Why That Roof Pitch Works So Hard
The steep gable on the left wing isn’t decorative. It draws the eye upward and gives the roofline real visual weight against the flat expanse of glass behind the patio — where a lot of ranch-style builds go soft and horizontal, that sharp pitch keeps the facade from reading as squat. It also sheds water fast, which matters more than aesthetics.
Coat Hooks and a Bench That Actually Earn Their Place at the Front Door
Warm greige walls, light oak floors, and a lantern pendant set the tone before guests take three steps inside. The wall-mounted hook rail does real work, and storage lives under the bench too — so nothing has to pile on the floor.
- Woven basket tucked under the bench keeps drop-zone clutter off the floor
- Sidelight panels on the black front door pull in natural light without sacrificing privacy
- Landscape art in matching frames ties the entry nook to the living room beyond
Tan Leather and a Live Fire Make a Case Against Overthinking It

Caramel leather seating, a lit gas fireplace, LED-lit built-ins loaded with ceramics. That wood mantel shelf ties the whole wall together without trying too hard.
Style Math: Leather plus linen plus natural wood is the oldest trick in the book, and it still works because none of the materials fight each other. Every surface here absorbs light rather than bouncing it back at you — which is why the room reads as calm even with a lot going on.
Sliding Walls and a Courtyard That Pull the Dining Room Outside

Walnut table, linen chairs, and black-framed sliding doors that open the entire back wall to the patio.
Quick Fix: Transom windows above sliding doors are easy to overlook, but they earn their keep. They keep natural light coming in even when the panels are closed, which matters on overcast days when the courtyard view goes flat. If you’re pricing a build like this, don’t let them get value-engineered out.
Greige Cabinets and a Wood Island Base That Don’t Need to Match to Get Along

Flat-front cabinets in greige run floor to ceiling, and the contrast with the light oak island base is what saves the kitchen from reading as monotone. Under-cabinet lighting does quiet work here.

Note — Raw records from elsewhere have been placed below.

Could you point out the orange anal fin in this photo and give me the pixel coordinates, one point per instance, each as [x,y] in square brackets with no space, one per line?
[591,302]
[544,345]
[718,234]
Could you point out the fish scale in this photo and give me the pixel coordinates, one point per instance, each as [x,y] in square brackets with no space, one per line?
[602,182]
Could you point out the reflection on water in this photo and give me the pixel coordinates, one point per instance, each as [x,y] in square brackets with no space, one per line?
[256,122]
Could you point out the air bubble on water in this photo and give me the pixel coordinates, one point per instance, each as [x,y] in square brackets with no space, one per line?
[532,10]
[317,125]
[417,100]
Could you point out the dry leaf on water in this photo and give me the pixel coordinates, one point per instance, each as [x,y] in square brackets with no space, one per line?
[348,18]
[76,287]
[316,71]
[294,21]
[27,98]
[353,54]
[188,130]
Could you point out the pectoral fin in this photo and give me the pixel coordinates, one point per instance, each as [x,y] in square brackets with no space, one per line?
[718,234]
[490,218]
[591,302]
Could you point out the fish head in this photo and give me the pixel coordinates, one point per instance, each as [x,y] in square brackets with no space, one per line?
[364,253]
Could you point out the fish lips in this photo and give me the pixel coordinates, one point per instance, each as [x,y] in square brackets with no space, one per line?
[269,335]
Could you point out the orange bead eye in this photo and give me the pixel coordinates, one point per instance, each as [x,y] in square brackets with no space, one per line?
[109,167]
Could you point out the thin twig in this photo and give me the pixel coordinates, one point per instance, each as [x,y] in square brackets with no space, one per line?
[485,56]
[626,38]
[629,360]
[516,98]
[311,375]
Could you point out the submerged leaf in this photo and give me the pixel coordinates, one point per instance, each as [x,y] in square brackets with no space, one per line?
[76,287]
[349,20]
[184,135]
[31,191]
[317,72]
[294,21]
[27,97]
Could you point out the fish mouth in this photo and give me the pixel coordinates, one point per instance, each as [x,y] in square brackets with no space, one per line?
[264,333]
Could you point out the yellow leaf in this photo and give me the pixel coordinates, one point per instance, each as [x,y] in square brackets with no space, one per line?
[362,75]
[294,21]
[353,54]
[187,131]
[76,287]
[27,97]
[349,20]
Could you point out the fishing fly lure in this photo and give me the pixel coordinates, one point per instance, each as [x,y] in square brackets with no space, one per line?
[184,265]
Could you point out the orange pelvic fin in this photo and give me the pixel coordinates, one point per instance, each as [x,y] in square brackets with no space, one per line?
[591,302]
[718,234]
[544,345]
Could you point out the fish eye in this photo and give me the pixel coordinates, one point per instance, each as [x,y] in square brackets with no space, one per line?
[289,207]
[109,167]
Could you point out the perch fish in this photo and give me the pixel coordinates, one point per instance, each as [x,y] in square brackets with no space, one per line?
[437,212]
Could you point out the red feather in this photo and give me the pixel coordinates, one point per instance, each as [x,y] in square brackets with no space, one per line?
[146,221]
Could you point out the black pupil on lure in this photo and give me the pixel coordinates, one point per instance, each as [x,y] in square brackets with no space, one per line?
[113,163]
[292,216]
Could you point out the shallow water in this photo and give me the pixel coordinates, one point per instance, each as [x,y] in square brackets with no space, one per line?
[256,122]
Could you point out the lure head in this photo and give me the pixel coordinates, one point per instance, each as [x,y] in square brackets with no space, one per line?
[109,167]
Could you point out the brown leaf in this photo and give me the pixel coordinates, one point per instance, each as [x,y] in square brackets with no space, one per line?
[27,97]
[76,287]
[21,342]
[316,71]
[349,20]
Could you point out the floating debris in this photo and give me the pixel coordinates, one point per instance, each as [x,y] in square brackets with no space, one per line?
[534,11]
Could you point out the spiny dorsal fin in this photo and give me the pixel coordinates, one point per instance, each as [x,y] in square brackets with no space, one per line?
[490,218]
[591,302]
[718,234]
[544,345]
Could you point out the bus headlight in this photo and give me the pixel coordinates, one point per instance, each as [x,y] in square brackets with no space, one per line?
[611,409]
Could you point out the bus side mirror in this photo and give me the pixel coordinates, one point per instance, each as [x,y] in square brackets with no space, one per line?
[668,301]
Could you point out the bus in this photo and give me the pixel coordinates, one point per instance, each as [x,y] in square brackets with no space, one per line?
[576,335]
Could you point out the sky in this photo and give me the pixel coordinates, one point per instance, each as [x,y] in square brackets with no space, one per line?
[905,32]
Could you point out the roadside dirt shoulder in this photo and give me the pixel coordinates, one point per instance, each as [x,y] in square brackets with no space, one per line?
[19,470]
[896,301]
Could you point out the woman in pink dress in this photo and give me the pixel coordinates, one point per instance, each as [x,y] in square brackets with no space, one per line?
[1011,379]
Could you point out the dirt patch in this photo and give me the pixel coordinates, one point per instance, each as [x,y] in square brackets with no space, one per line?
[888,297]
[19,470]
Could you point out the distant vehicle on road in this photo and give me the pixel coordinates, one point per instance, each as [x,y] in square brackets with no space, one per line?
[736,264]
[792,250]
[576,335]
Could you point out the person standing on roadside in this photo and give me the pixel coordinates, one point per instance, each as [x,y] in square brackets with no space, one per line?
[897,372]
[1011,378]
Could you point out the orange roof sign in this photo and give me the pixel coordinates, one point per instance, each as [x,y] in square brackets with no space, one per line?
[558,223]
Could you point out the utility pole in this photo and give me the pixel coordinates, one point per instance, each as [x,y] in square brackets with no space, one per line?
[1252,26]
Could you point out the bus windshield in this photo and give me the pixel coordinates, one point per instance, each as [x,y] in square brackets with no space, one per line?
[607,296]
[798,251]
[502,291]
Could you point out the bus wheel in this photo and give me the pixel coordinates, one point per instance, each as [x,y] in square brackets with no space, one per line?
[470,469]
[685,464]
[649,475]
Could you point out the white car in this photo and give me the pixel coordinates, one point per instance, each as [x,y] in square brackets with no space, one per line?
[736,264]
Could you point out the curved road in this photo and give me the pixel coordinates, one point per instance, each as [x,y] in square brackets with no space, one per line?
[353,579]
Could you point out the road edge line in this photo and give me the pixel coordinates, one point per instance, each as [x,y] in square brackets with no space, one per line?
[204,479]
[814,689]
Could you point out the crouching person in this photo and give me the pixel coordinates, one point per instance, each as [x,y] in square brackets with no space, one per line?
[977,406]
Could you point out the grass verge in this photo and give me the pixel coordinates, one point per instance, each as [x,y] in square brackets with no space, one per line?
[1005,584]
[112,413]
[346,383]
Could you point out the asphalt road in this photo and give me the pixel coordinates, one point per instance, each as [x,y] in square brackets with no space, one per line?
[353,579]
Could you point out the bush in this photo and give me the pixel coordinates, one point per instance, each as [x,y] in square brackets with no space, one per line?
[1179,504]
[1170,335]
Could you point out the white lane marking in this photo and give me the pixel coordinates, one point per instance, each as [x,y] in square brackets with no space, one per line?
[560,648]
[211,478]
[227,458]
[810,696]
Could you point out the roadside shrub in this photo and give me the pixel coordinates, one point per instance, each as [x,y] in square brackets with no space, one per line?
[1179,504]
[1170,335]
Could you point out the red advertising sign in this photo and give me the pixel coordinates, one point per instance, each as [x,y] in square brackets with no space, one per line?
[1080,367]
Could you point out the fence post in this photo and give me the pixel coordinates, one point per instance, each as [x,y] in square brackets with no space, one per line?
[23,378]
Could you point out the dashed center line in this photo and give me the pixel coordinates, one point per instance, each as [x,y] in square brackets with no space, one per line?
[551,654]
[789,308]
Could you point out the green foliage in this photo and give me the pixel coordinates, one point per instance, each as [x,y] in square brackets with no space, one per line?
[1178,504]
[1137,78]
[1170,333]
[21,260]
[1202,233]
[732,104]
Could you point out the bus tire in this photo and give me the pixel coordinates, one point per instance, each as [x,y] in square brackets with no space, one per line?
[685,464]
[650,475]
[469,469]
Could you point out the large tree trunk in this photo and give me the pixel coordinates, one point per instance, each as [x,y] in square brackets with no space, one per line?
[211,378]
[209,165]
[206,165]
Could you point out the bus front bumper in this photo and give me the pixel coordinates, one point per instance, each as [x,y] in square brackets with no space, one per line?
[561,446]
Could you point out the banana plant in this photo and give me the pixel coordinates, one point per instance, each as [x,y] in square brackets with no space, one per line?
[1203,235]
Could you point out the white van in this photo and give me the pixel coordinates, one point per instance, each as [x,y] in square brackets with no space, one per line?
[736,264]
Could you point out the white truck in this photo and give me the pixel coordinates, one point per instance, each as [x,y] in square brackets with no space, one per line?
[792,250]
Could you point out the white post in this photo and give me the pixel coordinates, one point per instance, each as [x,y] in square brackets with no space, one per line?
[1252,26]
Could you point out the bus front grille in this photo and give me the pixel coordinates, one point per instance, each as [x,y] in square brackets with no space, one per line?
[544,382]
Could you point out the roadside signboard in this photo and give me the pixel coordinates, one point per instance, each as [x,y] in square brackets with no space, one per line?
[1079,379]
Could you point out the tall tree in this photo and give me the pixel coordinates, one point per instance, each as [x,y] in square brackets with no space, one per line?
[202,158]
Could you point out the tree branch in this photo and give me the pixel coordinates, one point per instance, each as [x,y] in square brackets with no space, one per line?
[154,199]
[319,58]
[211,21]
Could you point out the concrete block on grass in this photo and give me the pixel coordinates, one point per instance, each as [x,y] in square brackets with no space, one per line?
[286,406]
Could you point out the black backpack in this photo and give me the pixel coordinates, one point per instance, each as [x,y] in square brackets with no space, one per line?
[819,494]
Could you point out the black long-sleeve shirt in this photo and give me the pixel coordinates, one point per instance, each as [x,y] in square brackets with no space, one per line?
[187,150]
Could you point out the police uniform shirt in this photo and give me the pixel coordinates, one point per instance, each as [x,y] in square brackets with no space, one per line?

Three upholstered barstools pull up to a waterfall-edge counter that’s thick enough to actually feel substantial — not the paper-thin slab that shows up in budget renders.
Ask Yourself: Under-cabinet lighting gets treated as an afterthought more often than it should. Placement matters more than brightness — position the strip closer to the front edge of the cabinet and it throws light onto the counter rather than the backsplash, which is where you actually need it.
Greige Walls and a Linen Bed That Let the Wood Floor Do the Talking

Hardwood floors carry this room more than any single furniture choice. Two swivel chairs near the sliding doors carve out a proper sitting area without a wall, a divider, or any of the architectural gymnastics that usually come with that problem.
Black Fixtures and Quartz Counters in a Bathroom That Doesn’t Ask for Attention

Matte black faucets pull focus against white quartz. Clerestory windows above the vanity bring in daylight without sacrificing the wall space you’d otherwise give up to a standard window — a small decision that makes the storage work without feeling cramped.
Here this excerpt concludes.